長辺➗短辺=X:1ですので、目盛の数字を元に算出します。
fig17
ネジを緩めピアノ線を垂直に垂らし、はかり棒本体を対象の角度に合わせネジを締める事により垂直基準の角度が定まります。この図の場合、向かって左肩と右首付け根を結ぶ角度を測る目的で使用しています。
fig18
はかり棒本体とピアノ線を、対象とするモチーフの角度に合わせ固定し測ります。はかり棒は向かって左目尻と口角を結ぶ点を合わせ、ピアノ線は右目尻と口角を結ぶ点を合わせています。測定したこの角度を用いて、描いている絵も合わされるようにします。
このようにアルテージュはかり棒には、目盛と締緩装置(ていかん)とピアノ線が備わり、様々な方法で測定する事が可能になっています。
観るという事
観る事の重要性
デッサンで稜線を追っている時、モチーフを見る時間と描いている絵を見る時間、どちらが長いでしょうか?
モチーフを見ている時間の方が長いでしょうか?描いている絵を見ている方が長いでしょうか?
この見る時間比も上達に重要な要素となります。
抽象表現や作品作りでない限り、デッサンはそもそもモチーフを画面に描き写す事を目的としています。
つまりモチーフを描き写すのですから、しっかりモチーフを見ていないと絵に描けません。
人間の感覚記憶、視覚系記憶であるアイコニック記憶はたった1秒です(※)。これは記憶力の高い人であっても変わりません。何個かの要素を記憶する短期記憶も長くて30秒ですので、モチーフをある程度の時間しっかり見ているという事がとても大切です。
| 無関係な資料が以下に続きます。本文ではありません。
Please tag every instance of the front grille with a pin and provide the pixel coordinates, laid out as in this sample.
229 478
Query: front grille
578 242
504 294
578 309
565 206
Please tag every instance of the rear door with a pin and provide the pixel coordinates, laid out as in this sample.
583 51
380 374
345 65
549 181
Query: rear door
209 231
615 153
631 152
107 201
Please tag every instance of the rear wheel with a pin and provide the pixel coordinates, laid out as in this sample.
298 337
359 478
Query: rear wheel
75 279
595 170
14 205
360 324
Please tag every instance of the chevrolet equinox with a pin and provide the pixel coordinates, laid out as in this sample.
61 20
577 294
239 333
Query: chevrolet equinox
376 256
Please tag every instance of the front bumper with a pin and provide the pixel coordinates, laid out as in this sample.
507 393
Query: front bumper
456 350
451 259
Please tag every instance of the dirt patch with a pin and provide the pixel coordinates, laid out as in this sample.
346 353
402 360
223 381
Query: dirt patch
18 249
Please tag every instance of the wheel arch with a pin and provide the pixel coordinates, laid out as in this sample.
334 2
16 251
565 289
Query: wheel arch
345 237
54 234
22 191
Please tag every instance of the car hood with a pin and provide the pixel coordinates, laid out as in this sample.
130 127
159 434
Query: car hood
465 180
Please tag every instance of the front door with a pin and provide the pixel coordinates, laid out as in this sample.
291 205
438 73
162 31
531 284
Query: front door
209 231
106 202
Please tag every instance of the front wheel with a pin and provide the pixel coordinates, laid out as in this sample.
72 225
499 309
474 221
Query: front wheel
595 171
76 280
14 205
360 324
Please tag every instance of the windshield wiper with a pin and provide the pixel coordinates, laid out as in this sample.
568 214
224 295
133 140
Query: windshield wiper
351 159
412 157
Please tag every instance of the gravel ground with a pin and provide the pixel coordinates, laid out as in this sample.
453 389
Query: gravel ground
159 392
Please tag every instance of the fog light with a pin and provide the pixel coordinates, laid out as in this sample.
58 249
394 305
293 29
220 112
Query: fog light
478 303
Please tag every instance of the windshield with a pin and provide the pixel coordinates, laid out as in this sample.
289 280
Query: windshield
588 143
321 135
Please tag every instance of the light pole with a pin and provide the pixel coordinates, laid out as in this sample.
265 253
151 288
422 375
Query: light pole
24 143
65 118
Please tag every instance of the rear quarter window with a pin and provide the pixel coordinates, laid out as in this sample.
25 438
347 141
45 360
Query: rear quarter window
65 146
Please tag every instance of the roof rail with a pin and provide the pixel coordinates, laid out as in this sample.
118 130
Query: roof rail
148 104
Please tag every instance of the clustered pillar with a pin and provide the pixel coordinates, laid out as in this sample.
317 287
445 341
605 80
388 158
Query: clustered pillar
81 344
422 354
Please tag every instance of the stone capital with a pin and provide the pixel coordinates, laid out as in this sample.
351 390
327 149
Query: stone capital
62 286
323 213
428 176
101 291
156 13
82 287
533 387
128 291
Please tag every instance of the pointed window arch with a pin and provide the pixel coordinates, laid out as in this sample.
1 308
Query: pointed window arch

しっかり見て描く事が重要ですが、手のコントロールの巧拙により描く作業がおぼつかない場合もあります。小学生は絵を描く為の手の動かし方以前に、まだ手のコントロールそのものが未発達ですので、描いている時間の方がどうしても長くなります。デッサンを描き始めた方も含め、何度も繰り返す事でデッサンを行う際の手の動かし方、モチーフを見るタイミング、そして仕事の構成を覚え論理的な方法を取れるようになります。
「見る、描く」この動作の割合を等しくする事が上達する一歩でもあります。
※記憶には短い順に「感覚記憶」「短期記憶」「長期記憶」があり感覚記憶は視覚系で1秒、短期記憶は(7±2)の情報量を15秒〜30秒、長期記憶は数時間〜数十年とされています。
見る速度による投影技術
fig19 モチーフ
fig20 描いた絵(イメージ)
fig21 fig19、20を重ねたもの
もう一つ、モチーフと描いている絵を見比べる速度を早くすることによって、両方の像を重ねて見ることも可能です。
例えるならばプロジェクションマッピングは建物に立体的な像を投影し重ねて見せますが、モチーフと描いている絵をある程度の速度で見比べる事で、fig21のような違和感を感じられるようになります。
縦横比やスケールを使った測定は論理的な測定で、この投影技術は直感的な感覚を頼りに行う測定です。
モチーフfig19→描いている絵fig20→モチーフfig19→描いている絵fig20・・・と見る行為を0.5秒程の速度で繰り返す事でfig21のような重ねて形を感じる事が可能です。
客観力
デッサンは見ている部分を描きます
デッサンは見ている部分しか描けません。見ていない部分は描けません。
とても当たり前の事実ですが、この当たり前の事実をどのように解釈しているのかで上達に変化が現れます。
「見ている」という事と「見えている」という事は違います。
対象の描こうとする場所をどのように解釈すれば、忠実に描くことができるのかを知っていなくては見ているという事にはなりません。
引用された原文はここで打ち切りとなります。